Above 69% of infections were classified as community-associated according to CDC criteria after individual assessment of cases; the medical histories revealed frequent use of antibiotics (51.41%, n = 73), comorbidities mainly diabetes mellitus (32.67%, n = 49), and history in the past year of hospitalization and surgery (56%, n = 84 and 30.67%, n = 46, respectively). The most frequent outcome was cure (92.67%, n = 139).
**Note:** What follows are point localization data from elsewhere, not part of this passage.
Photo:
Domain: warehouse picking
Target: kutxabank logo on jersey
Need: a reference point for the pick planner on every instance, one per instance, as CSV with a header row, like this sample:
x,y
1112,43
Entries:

When comparing clinical characteristics among MRSA infections (CA-MRSA and HA-MRSA), three variables showed statistically significant differences: hospital stay (p = 0.003), history of hospitalization (p = 0.06) and outcome (p = 0.010). Length of hospital stay was longer for patients with HA-MRSA infections, while previous hospitalization had a major tendency among CA-MRSA infections. The outcome death was more frequent among HA-MRSA group.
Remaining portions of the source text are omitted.